Choice “d” is incorrect. The organizations can be either directly or indirectly owned by the same interests. Direct ownership is not required.
Choice “a” is incorrect. The IRC does not require that the organizations be organized in the U.S.
A binding contract between the IRS and the taxpayer by which the IRS agrees not to seek a transfer pricing adjustment for a covered transaction if the taxpayer files its return for a covered year consistent with the agreed transfer pricing method is called a(n):
a.
Section 482 study.
b.
Request for competent authority.
c.
Advance Pricing Agreement Program.
d.
Controlled transaction analysis agreement
Choice “c” is correct. The APA is a binding contract between the IRS and the taxpayer by which the IRS agrees not to seek a transfer pricing adjustment for a covered transaction if the taxpayer files its return for a covered year consistent with the agreed transfer pricing method.
Choice “a” is incorrect. A section 482 study is prepared by the taxpayer based upon allowable pricing methods set forth by the IRS and is completed by the time the taxpayer files the federal income tax return. The taxpayer must determine that the prices for controlled transactions and controlled transfers are in accordance with the allowable pricing methods and that the use of such method was reasonable.
Choice “b” is incorrect. A “request for competent authority” is a request by the taxpayer that the IRS and taxing officials in the other jurisdiction together determine the appropriate transfer price so that the taxpayer group is not taxed twice on the same income.
Choice “d” is incorrect. A controlled transaction analysis agreement is not an official document in the transfer pricing area.

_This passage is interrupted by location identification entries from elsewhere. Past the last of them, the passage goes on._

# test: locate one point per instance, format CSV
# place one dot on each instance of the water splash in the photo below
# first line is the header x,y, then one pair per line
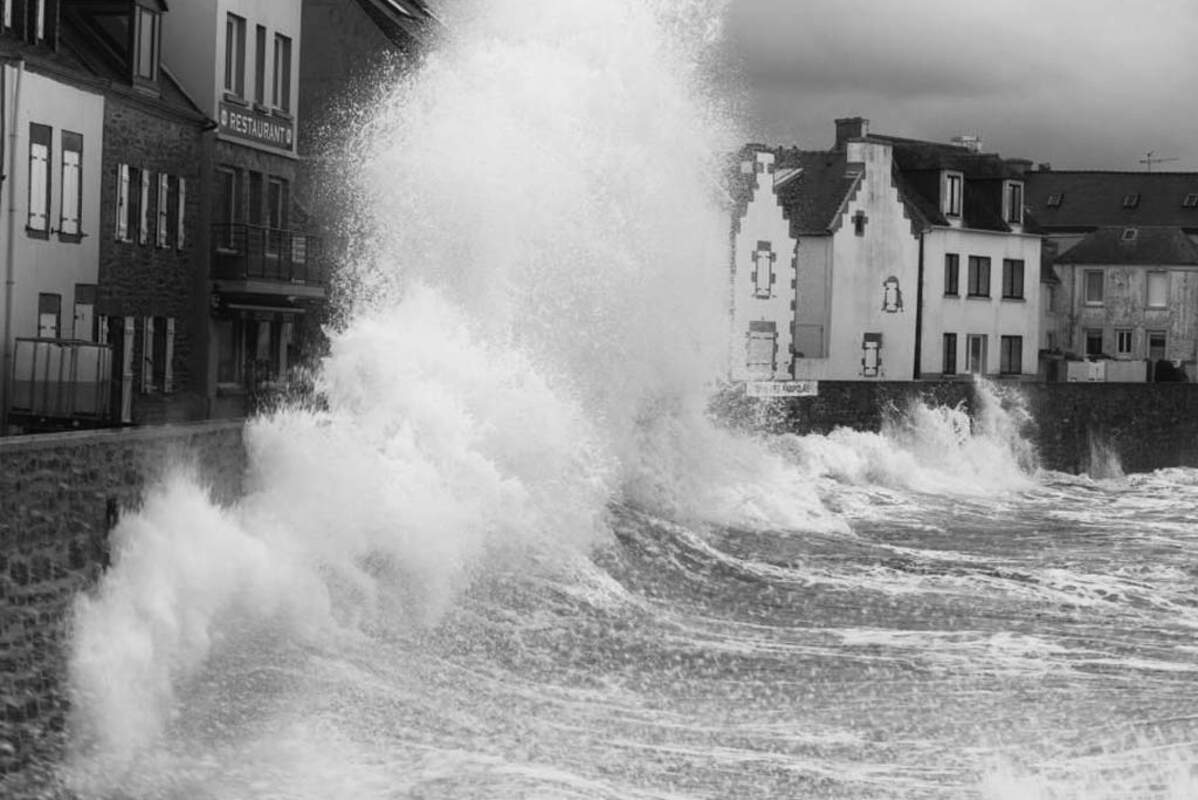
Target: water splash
x,y
933,449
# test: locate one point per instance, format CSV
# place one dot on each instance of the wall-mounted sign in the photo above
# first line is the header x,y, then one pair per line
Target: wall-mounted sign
x,y
254,126
782,388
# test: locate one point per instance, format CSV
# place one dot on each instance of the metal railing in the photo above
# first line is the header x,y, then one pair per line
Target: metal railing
x,y
61,379
242,252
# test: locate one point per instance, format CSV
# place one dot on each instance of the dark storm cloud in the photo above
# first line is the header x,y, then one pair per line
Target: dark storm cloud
x,y
1083,84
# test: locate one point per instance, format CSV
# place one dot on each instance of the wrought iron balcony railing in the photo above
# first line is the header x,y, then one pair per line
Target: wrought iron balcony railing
x,y
242,252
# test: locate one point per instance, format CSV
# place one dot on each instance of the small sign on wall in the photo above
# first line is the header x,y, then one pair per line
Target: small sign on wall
x,y
782,388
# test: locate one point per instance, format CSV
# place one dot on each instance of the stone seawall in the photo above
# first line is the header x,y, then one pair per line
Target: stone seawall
x,y
59,497
1147,425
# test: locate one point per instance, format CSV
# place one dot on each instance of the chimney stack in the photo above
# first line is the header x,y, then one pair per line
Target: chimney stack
x,y
969,143
851,127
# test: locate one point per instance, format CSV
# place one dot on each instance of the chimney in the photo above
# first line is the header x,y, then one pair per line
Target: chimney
x,y
969,143
851,127
1018,165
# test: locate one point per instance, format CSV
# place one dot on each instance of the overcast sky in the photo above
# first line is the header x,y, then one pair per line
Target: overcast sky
x,y
1083,84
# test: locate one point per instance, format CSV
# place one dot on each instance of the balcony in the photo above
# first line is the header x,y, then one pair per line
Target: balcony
x,y
60,383
256,259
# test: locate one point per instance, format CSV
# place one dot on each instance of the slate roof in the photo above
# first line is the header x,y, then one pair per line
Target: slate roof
x,y
404,22
1095,199
1151,246
815,191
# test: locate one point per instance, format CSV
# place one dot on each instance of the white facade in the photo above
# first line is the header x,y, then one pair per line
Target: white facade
x,y
987,320
762,282
239,60
50,210
866,272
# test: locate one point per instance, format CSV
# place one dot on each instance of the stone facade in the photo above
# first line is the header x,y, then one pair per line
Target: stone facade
x,y
146,278
60,494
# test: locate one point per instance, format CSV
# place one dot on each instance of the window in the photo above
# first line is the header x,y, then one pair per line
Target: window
x,y
38,223
1157,289
143,218
235,55
71,202
950,355
228,210
1010,358
1015,202
953,194
1094,286
162,232
122,202
763,270
979,276
1156,345
976,346
1012,278
49,315
1123,341
951,273
181,206
282,73
260,66
762,346
146,56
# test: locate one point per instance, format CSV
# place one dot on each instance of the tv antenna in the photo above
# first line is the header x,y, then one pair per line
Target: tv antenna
x,y
1150,159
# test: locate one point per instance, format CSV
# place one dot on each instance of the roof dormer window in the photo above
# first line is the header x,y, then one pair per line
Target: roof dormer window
x,y
146,38
1012,201
954,185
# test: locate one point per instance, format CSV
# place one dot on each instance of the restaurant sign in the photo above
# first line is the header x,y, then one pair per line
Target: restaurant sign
x,y
254,126
782,388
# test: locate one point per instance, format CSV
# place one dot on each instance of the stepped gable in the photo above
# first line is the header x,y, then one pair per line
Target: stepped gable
x,y
1150,246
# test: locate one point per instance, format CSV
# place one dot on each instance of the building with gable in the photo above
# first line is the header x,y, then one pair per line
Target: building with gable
x,y
1119,248
909,261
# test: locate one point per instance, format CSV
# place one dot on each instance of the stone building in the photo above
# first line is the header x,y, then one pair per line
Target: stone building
x,y
237,60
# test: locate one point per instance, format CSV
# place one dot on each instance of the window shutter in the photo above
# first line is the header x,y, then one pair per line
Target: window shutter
x,y
162,231
143,226
168,375
70,214
180,235
122,202
38,169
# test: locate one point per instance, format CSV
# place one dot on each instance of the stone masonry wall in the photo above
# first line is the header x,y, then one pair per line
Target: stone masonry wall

Martin & Sons is seeking tax advice from the company’s CPA regarding a possible investment in a new production facility. Which of the following statements is likely to be good advice for the company?
a.
Asset purchases for the new facility will be analyzed in light of future pretax cash flows.
b.
Asset sales from the old facility may result in a loss on sale, and the tax effect will be treated as an increase in the recorded amount of the new investment.
c.
Asset trade-ins could result in lower taxes payable in later years.
d.
Asset abandonments from the old production facility will not have a tax effect because those assets were purchased in the past, and are almost fully depreciated.
Choice “c” is correct. Generally, no gain or loss is recognized on the trade-in of an old asset for tax purposes; hence, there is no tax effect. The traded-in asset’s book value becomes a portion of the depreciable basis of the new asset, resulting in additional depreciation for tax purposes in later years and the reduction of taxes payable in those later years. Therefore, the cash outflows in later years will decline.
Choice “d” is incorrect. If an asset is abandoned, the net salvage value is treated as a reduction of the initial investment in the new asset. The abandoned asset’s book value is considered a sunk cost, and therefore not relevant to the decision-making process. The remaining book value (for tax purposes) is deductible as a tax loss, which reduces the liability in the year of abandonment. This tax liability is considered a reduction of the new asset’s initial investment in capital budgeting.
Choice “a” is incorrect. Financial models used for capital decisions focus the financial manager on the cash flows associated with the investment and the comparison of those cash flows to expected rates and amounts of return. Because income taxes are a significant cash flow, they are considered in capital investment decisions, so the cash flows used are after-tax cash flows, not pretax cash flows.
Choice “b” is incorrect. The amount of income tax paid on a gain on a sale is treated as a reduction of the sales price (which increases the initial expenditure). Conversely, a reduction in tax resulting from a loss on sale is treated as a reduction of the new investment.